Therapeutic
apheresis refers to a group of extracorporeal
therapies commonly used in the treatment of a variety of neurological, renal, hematological, and other systemic diseases caused by circulating "toxic agents" that cannot be cleared by other means. This article presents an overview of the concepts underlying the effect of therapeutic
apheresis procedures on
prescription drugs taken by patients and describes key
drug-related and procedure-related factors that may impact
drug disposition during therapeutic
apheresis. Therapeutic
apheresis, and specifically therapeutic
plasma exchange (TPE), is the process involving the extracorporeal separation of plasma from the cellular components of blood, discarding the plasma and exchanging it with replacement physiologic fluids such as
albumin or fresh frozen plasma to maintain oncotic pressure and blood volume, and then returning this and the original cellular components of blood back to the patient's circulatory system (Ibrahim and Balogun, Semin Dial 2012;25:176-189).

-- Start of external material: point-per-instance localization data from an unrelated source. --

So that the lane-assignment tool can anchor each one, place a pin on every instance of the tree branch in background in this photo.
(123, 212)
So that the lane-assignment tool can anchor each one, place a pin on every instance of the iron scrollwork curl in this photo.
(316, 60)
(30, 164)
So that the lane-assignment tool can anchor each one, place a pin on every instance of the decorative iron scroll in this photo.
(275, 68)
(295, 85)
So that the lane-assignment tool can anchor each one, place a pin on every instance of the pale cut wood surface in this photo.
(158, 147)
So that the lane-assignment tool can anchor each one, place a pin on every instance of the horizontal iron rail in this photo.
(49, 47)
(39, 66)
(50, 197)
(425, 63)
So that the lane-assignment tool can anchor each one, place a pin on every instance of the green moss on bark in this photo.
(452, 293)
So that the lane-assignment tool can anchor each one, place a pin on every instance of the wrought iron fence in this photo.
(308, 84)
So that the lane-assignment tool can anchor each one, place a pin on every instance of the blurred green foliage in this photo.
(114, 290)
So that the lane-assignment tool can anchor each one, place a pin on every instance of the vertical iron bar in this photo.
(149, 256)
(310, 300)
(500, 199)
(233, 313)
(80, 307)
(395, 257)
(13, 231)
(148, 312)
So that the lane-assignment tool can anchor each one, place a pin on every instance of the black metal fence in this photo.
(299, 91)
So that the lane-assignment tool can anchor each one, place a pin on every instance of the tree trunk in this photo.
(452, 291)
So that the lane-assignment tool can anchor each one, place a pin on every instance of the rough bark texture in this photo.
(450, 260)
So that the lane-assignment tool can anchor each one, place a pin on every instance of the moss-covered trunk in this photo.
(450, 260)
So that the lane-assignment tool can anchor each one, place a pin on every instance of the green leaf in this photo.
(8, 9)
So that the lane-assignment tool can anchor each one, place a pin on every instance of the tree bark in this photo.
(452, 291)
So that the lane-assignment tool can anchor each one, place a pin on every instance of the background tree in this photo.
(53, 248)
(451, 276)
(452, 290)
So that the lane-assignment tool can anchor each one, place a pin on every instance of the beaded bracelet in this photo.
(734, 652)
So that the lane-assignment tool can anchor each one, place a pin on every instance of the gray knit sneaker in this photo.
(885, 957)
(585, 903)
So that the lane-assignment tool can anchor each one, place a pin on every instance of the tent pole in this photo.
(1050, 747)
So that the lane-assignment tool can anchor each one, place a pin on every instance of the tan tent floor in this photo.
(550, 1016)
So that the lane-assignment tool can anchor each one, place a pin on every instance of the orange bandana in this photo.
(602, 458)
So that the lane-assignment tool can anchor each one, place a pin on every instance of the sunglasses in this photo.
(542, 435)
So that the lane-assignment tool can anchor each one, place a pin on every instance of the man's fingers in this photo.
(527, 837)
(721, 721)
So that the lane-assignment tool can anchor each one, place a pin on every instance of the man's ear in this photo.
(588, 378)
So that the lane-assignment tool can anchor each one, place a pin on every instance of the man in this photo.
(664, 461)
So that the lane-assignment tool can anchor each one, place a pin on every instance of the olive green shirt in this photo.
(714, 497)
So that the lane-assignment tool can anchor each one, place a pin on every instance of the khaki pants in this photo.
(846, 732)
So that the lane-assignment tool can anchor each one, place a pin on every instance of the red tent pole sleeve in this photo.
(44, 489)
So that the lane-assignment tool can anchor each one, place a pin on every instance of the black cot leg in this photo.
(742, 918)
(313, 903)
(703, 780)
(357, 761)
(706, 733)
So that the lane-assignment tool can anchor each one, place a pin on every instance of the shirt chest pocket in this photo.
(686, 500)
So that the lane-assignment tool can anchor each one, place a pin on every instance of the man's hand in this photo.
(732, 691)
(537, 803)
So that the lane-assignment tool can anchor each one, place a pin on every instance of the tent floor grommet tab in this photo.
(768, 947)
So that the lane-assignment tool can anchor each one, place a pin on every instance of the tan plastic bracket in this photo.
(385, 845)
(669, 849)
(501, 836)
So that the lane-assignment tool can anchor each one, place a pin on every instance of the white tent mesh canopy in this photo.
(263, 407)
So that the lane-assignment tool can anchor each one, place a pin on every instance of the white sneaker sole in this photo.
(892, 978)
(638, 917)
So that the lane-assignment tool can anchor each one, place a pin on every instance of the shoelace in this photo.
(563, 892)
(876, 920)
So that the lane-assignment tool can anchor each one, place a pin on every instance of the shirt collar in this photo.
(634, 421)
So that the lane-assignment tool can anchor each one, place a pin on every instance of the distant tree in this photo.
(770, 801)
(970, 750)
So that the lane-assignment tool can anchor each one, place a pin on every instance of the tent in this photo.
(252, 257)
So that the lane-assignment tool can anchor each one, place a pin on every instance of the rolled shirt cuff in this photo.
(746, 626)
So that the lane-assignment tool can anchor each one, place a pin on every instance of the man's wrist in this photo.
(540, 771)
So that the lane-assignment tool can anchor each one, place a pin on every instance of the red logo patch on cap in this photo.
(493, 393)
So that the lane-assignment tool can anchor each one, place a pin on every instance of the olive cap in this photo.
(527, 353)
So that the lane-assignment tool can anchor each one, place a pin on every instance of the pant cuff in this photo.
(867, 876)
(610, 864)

Over the last 4 decades, modern therapeutic
apheresis has been used clinically for the treatment of a host of renal, hematological, and neurological diseases such as
Goodpasture's syndrome,
thrombotic thrombocytopenic purpura, and
myasthenia gravis to name a few (Ibrahim et al.,
Pharmacotherapy 2007;27:1529-1549). Because of its ability to remove plasma, TPE can extract circulating drugs residing in this compartment, thereby affecting their disposition and potentially their therapeutic action (Ibrahim and Balogun, Semin Dial 2012;25:176-189; Ibrahim et al.,
Pharmacotherapy 2007;27:1529-1549; Kale-Pradhan and Woo,
Pharmacotherapy 1997;17:684-695; Kintzel et al., J Clin Apher 2003;18:194-205). The aim of this article is to shed light on
drug-related and TPE-related factors that may influence
drug removal by TPE. Emphasis is put on areas needing improvement in the way of assessing
drug removal by TPE. In addition, a call for an expanded investigation of TPEs influence on select compounds is enlisted.